Rethinking education in the light of post-truth “new” racism and xenophobia: the need for critical intercultural media and news literacy

Post-truth can be described as a cultural phenomenon in which emotional or personal beliefs have more influence on public opinion and policy decisions than facts, evidence, or rational discourse (McIntyre, 2018), writes Christina Hajisoteriou. Objective facts and evidence may be downplayed, dismissed, or manipulated to support a particular narrative or agenda. In a post-truth environment, emotional or anecdotal appeals often take precedence over verifiable data or evidence when shaping public perception and influencing decision-making (Lilleker, 2018). In this sense, media reportage, social media (including fake news and hoaxes), popular culture, and interpersonal communication can build up perceptions of reality that become more “real” than reality itself. This allows people, groups, and political parties in power to use strategies, including “falsification, manipulation, or deception” to create “false consciousness” as means to colonize life, as it “promotes social pathologies but also limits the democratic, secular, and plural spirits of multicultural nations” (Ghosh, 2022, p. 7).

Critical scholars, therefore, caution that post-truth fuels intolerance, leading to “new” forms of racism, and xenophobia by distorting perceptions of “otherness” and creating fear (i.e., Giroux, 2020Ghosh, 2022). As in this era, racism is not so much overt or blatant, “new” racism appears as the enduring or covert presence of inequality, injustice, and racial distinctions.

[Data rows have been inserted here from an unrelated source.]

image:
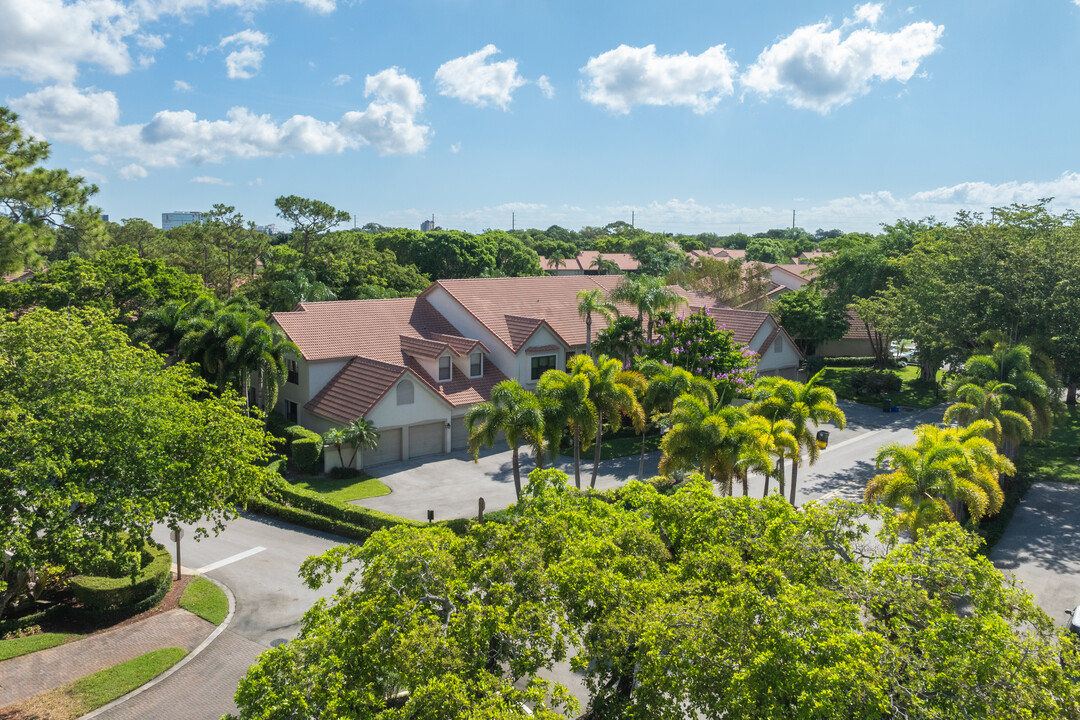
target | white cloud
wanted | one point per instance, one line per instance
(133, 172)
(472, 79)
(545, 86)
(624, 77)
(246, 60)
(91, 119)
(817, 67)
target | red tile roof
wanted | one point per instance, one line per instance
(354, 390)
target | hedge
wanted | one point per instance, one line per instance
(104, 595)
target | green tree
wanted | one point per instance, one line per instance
(802, 404)
(38, 202)
(591, 302)
(513, 411)
(944, 467)
(103, 440)
(310, 218)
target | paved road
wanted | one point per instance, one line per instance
(270, 600)
(1040, 546)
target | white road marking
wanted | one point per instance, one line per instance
(230, 559)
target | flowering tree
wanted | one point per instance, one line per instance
(694, 343)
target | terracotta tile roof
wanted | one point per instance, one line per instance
(370, 328)
(354, 390)
(509, 307)
(461, 390)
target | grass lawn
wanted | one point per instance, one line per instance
(913, 395)
(355, 488)
(93, 691)
(205, 599)
(618, 447)
(16, 647)
(1056, 458)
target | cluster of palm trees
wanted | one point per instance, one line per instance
(952, 472)
(229, 341)
(721, 442)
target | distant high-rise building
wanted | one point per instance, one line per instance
(170, 220)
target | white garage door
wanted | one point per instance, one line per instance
(389, 450)
(459, 436)
(426, 439)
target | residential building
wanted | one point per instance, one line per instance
(414, 366)
(175, 219)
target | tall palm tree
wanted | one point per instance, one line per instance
(990, 402)
(779, 398)
(362, 435)
(666, 384)
(613, 392)
(590, 302)
(513, 410)
(649, 296)
(943, 467)
(565, 401)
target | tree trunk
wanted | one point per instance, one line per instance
(517, 474)
(577, 457)
(596, 453)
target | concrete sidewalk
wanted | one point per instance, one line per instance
(31, 675)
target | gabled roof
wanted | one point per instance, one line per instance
(513, 309)
(354, 390)
(369, 328)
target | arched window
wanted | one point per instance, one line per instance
(405, 391)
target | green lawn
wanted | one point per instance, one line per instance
(1056, 458)
(205, 599)
(93, 691)
(345, 490)
(16, 647)
(913, 395)
(618, 447)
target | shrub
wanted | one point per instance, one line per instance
(103, 596)
(874, 382)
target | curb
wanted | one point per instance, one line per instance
(184, 661)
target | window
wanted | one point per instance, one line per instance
(405, 392)
(541, 364)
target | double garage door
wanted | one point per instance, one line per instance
(423, 439)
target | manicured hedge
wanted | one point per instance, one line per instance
(104, 595)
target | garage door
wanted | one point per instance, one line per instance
(389, 450)
(426, 439)
(459, 436)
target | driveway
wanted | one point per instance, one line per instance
(1040, 546)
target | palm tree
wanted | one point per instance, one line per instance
(589, 302)
(362, 435)
(779, 398)
(649, 296)
(666, 384)
(989, 402)
(613, 392)
(943, 467)
(513, 410)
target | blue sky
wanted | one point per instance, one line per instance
(696, 117)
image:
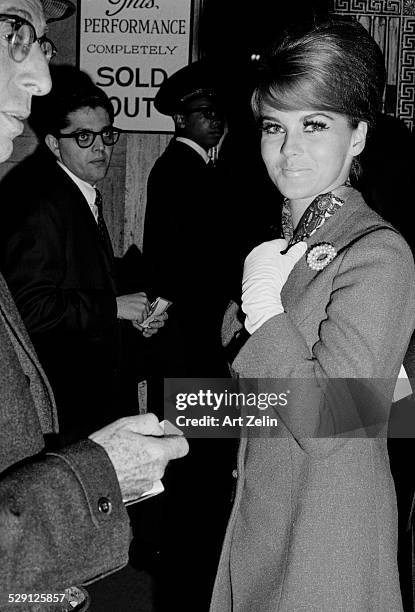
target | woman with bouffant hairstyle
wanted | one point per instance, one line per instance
(328, 310)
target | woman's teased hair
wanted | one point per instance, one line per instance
(332, 64)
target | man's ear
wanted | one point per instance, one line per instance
(179, 121)
(52, 144)
(359, 138)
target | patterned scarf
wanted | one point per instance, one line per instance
(321, 208)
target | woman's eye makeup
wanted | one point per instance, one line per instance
(315, 125)
(268, 127)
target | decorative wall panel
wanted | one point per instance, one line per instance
(392, 25)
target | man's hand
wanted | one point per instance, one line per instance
(134, 307)
(154, 325)
(139, 451)
(265, 273)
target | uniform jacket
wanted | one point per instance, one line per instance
(52, 533)
(64, 285)
(314, 523)
(184, 245)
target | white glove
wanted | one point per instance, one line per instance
(265, 274)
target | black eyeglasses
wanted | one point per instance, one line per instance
(209, 113)
(21, 35)
(86, 138)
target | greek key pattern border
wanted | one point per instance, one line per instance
(406, 97)
(371, 7)
(402, 11)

It encompasses the codes, logics, and ideologies that enable, justify, and normalize power imbalances even when formal and explicit racism is no longer the case (Noon, 2018). Noon (2018) explains that “traditional, blatant racism has been suppressed and that expressions of racism take more subtle, covert and less visible forms […] a result of changing social norms that render it no longer acceptable openly to express racist views” (p. 200).